Les Mémoires du Cardinal Hercule Consalvi, réédités en 2024 par Monseigneur Bernard Ardura aux Editions du Cerf, nous plongent dans les tensions et les incertitudes religieuses de l’Europe postrévolutionnaire. Constitués de cinq parties dont certaines se recoupent, les Mémoires font découvrir un grand serviteur de l’Eglise dont le tempérament ne semblait pas a priori taillé pour affronter de si grands enjeux avec aussi peu de moyens.
Issu d’une noble famille romaine, Hercule Consalvi (1757-1824) entre au service de l’administration pontificale après être passé par l’Académie des nobles ecclésiastiques. D’un naturel timide, il manque d’assurance et craint les responsabilités. Sa préférence pour les postes juridiques plutôt que pour l’administration pontificale le pousse à faire l’unique candidature de toute sa carrière pour être nommé à la Rote. A partir de la Révolution française, Hercule Consalvi communie à travers ses fonctions aux tribulations que vit l’Eglise. Arrêté par les Français en 1798 et emprisonné au Château Saint-Ange, il est menacé d’être monté publiquement sur un âne et fouetté par la police avant d’être expulsé de Rome. Dévoué au Pape Pie VI, il met tout en œuvre pour le rejoindre à Florence avant sa déportation en France. Il retrouve finalement les cardinaux réfugiés à Venise où, après avoir été secrétaire du conclave, il est nommé par le Pape Pie VII secrétaire d’Etat. Ce poste lui vaut d’être nommé cardinal et donc tonsuré. Il ne sera jamais prêtre.
Envoyé par le Pape pour la négociation du Concordat en 1801, il juge que « le rétablissement de la religion représente un gain incalculable pour l’Eglise » tant la vie catholique de l’Europe est suspendue à la résolution de la situation en France. Alors que certains de ses collègues sont disposés à des compromis contestables, le cardinal Consalvi garde une ligne claire et inflexible dans ces négociations tumultueuses : « Si le but principal de réintroduire la religion en France pouvait conduire le pape à toutes sortes de sacrifices, cela ne pouvait pas le conduire au sacrifice des principes, lesquels, en matière de religion, sont invariables et ne permettent pas que l’erreur et les fausses maximes se substituent à la vérité et aux lois de l’Eglise. »[1] Deux lignes rouges ne peuvent pas être franchies : la liberté du culte catholique et la possibilité d’exercer le culte publiquement sans être à la merci de règlements de police arbitraires. Il remarque que « la tolérance tant vantée a favorisé toutes les sectes, excepté la véritable Eglise » et que, à travers elle, « le gouvernement séculier se proposait de soumettre l’Eglise à ses lois »[2]. Les stratagèmes les plus malhonnêtes de l’empereur n’infléchiront pas la détermination du diplomate.
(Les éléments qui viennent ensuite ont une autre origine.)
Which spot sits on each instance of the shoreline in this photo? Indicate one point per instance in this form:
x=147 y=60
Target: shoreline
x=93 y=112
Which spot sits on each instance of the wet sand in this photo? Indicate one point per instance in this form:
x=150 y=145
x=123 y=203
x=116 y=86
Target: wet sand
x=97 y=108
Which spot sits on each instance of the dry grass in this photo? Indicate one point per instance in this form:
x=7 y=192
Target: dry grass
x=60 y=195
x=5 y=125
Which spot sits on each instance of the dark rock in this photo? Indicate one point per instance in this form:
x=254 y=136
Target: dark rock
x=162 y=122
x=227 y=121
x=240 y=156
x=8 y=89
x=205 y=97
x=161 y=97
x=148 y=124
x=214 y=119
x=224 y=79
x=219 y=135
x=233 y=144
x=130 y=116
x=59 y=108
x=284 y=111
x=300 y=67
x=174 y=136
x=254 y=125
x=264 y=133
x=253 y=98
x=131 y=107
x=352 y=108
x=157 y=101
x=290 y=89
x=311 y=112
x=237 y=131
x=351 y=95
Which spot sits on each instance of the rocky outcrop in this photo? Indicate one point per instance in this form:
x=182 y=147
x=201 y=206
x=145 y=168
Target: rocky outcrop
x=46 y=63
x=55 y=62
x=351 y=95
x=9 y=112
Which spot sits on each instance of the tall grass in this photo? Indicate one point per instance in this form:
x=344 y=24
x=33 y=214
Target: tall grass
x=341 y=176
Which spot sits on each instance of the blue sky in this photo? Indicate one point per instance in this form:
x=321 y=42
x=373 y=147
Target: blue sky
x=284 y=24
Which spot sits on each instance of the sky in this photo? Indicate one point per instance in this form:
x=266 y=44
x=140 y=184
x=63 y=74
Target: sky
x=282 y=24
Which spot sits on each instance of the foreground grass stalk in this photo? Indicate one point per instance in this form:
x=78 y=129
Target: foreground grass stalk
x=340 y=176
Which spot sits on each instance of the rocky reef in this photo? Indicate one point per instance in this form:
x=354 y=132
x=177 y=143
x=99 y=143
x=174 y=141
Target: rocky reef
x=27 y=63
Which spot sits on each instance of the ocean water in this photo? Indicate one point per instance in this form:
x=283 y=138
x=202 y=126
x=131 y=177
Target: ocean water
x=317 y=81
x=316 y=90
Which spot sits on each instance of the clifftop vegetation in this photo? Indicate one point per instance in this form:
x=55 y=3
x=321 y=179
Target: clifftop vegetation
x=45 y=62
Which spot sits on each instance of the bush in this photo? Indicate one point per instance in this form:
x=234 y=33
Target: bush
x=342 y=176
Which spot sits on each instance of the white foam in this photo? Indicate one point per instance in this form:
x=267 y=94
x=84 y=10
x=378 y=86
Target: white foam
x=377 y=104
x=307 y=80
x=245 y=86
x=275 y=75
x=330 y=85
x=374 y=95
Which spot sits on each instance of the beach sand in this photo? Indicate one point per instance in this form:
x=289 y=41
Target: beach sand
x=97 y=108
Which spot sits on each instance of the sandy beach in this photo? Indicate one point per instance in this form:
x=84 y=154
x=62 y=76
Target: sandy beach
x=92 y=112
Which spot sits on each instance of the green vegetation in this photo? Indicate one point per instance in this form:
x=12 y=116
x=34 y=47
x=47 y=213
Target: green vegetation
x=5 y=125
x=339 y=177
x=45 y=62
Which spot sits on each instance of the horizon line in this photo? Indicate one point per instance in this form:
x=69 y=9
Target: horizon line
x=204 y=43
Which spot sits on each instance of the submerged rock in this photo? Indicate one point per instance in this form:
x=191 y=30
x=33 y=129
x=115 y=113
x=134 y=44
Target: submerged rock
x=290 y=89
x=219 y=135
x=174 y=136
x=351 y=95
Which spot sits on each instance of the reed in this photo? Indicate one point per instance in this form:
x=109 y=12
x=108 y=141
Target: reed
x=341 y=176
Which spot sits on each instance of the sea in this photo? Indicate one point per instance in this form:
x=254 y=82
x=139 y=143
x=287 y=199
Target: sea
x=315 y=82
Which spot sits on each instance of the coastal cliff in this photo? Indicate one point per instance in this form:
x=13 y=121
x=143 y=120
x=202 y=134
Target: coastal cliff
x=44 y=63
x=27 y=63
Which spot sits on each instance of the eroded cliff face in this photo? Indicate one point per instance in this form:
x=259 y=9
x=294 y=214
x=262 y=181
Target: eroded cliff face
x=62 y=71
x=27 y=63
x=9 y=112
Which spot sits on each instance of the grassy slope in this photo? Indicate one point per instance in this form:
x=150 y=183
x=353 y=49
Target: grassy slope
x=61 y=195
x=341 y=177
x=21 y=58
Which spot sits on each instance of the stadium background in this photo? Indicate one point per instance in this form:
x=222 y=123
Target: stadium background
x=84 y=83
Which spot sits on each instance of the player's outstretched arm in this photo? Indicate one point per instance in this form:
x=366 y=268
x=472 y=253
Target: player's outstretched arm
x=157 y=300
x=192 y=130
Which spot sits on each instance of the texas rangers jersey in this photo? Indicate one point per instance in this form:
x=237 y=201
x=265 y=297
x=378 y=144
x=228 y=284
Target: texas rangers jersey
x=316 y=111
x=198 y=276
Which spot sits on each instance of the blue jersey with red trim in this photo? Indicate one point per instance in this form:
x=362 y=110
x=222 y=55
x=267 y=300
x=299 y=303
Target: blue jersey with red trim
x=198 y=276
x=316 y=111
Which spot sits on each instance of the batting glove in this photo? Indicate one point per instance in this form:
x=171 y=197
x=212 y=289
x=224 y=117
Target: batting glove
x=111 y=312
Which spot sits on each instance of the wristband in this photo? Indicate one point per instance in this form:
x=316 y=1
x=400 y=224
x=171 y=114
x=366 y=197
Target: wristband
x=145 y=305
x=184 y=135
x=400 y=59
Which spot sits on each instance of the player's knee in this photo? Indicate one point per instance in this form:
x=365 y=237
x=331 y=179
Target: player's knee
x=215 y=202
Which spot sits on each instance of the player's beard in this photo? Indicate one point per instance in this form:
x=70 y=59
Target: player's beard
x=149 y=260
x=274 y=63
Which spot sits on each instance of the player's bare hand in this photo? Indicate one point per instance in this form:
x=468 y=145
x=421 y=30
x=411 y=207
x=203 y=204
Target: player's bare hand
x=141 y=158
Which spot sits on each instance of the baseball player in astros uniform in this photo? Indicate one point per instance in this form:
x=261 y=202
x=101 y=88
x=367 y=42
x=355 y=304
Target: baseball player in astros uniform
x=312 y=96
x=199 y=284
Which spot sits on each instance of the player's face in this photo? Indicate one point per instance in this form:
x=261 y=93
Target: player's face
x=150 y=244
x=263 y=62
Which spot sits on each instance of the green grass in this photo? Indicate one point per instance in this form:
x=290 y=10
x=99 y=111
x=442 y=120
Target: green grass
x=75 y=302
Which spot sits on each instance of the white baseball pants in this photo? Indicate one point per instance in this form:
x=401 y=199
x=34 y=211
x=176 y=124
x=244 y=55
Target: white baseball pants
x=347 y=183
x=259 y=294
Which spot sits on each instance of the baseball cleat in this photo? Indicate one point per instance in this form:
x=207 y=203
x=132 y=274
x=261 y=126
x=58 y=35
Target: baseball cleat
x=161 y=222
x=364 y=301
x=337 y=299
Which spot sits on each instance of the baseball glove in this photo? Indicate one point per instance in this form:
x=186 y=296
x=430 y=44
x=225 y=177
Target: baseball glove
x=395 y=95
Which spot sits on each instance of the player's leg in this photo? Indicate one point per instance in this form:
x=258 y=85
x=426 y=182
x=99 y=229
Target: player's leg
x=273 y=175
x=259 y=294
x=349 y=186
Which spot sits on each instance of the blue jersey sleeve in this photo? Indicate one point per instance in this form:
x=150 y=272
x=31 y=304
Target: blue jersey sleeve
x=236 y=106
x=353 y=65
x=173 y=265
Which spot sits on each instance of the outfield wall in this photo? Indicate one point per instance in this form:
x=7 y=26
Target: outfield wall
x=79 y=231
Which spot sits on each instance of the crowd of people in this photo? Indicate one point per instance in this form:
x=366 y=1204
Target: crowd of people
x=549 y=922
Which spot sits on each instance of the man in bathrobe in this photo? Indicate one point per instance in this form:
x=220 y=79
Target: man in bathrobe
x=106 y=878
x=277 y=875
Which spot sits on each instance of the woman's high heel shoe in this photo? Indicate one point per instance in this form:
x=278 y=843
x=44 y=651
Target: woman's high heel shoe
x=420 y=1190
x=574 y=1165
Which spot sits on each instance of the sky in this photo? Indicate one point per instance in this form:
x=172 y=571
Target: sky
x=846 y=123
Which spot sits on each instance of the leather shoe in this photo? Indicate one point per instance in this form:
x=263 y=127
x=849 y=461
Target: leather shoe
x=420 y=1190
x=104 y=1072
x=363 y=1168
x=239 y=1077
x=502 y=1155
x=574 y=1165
Le cardinal Consalvi est un homme de devoir, consciencieux à l’extrême. Il peut travailler jusqu’à dix-huit heures par jour. Soucieux de ne pas subir d’influence étrangère dans ses fonctions, il refuse systématiquement tout cadeau, y compris la pension proposée par la France pour l’entretien des cardinaux emmenés à Paris. Il désamorce les tentatives de manipulation de Napoléon, n’hésitant pas malgré son angoisse à rectifier publiquement mais respectueusement des propos sournois de l’empereur. Son absence remarquée lors du remariage de Napoléon lui vaut d’être isolé près de trois ans à Reims où il rédige ses mémoires à l’insu de ses surveillants.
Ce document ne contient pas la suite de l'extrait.